Gouverneurs Beach – I almost want to write Governor’s Beach – but, hey… we’re in St. Barts! Private yachts and sailboats moor here while their passengers frolic on the beach or in the water. With room only for small hotels and private villas, St. Barts has been known to house the rich and the famous and has a reputation for catering to those looking to spend top dollar on its pristine beaches. We are aware of beaches accessible only from private land where acquaintances say there is nude sunbathing, but we are not allowed to provide any details. We suggest asking at your lodgings. Or not. You can enjoy quite a bit here and even see more of the island, with your clothes on. Trust us.
This is all for your private use. Live the European lifestyle in a luxury villa in Tuscany, enjoy lunch from a farmer’s market, or wine from a private vineyard. Unpack your luggage once and settle in at your vacation rental accommodations as if you were at home. Bloody Bay is lined with large all-inclusive resorts, and these sections are mostly private. Jamaica’s best-known nude beach, at Hedonism II, is always among the busiest; only resort guests or day-pass holders may sun here. But it doesn’t compare with the beauty of Gouveneurs Beach in St Barts.
From the incredible secluded beach of Anse du Gouverneur, you can see to several neighboring islands as well as search for pirates treasure before you leave your vacation rental St Barts. If you are an explorer, then the beaches of Petite Anse de Galet are the perfect place to pick up shells to mark your visit to your vacation home in St Barts. But Anse du Gouverneur has nice scenery even before the beach, which is arrived at via a winding mountain road. Nearby Anse de Grande Saline is pretty as well, but residual tar from a long-ago oil spill has a tendency to stick to one’s feet. Le Gouverneur offers you personalised service, warm hospitality and the comfort of an exclusive guesthouse in the heart of Camps Bay. You’ll experience views of some of the world’s finest beaches and the sparkling blue ocean.

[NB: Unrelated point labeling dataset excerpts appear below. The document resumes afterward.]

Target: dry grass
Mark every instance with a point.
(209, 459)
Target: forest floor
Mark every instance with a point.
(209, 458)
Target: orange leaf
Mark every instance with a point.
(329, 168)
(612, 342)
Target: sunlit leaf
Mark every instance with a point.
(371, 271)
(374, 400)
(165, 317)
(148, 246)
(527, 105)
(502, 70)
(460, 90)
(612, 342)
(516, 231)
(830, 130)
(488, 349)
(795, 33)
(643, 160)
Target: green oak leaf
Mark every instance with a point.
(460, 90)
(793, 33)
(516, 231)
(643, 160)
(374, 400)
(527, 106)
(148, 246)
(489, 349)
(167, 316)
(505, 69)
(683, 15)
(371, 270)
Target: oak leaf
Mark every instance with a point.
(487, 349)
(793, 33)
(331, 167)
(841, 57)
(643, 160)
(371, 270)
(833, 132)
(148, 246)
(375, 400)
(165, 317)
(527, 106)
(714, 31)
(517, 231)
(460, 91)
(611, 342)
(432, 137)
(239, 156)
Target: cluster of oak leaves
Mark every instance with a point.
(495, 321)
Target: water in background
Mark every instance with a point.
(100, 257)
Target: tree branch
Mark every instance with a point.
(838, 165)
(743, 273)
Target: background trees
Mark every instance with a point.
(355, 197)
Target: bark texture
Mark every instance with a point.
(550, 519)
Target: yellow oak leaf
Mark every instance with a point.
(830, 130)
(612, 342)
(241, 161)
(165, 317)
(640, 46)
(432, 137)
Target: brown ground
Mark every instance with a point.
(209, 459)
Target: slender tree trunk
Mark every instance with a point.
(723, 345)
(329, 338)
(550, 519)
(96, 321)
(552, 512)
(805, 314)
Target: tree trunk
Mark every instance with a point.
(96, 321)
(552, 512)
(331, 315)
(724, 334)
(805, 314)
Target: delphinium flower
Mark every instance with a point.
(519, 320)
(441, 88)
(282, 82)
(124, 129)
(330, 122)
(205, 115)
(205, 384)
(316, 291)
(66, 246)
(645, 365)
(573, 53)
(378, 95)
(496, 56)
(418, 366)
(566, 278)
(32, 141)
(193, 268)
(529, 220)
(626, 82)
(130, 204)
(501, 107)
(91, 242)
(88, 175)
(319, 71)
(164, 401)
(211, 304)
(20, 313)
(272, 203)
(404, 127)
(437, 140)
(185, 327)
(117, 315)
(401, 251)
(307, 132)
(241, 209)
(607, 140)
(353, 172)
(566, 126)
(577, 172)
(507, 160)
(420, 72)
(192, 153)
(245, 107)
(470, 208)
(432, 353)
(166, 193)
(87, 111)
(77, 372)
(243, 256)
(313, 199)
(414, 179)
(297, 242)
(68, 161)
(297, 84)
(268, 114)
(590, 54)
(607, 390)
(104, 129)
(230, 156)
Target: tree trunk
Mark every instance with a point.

St Jean, Grand Cul de Sac is the island’s other major hotel and restaurant lined stretch of sand. Situated on a calm shallow lagoon and protected by a reef, this beach is perfect for small children, swimming and water sports. But I was struck by one rather distinct difference on my trip of last week — this French island is shaping up. American-style. Never before have so many local runners and cyclists dotted the curvy, hilly roads of this rustic, 21-square km hot spot. Barbados also is the only Caribbean island with its own Zagat guide, and travel writer Chris Curley recently returned from the island with a review of one of Barbados’ best restaurants, Daphne’s. St Barts has first class dining as well.
Check out the Fish Market Wednesday at Le Toiny’s “Le Gaiac” for a rare bargain by local standards – $67 for a three-course prix-fixe lunch or dinner. You get to see your fish cooked right near your table. And you’ll experience views of one of the world’s finest beaches and the sparkling blue ocean. Nice service and good place to go, no to far from touristic areas.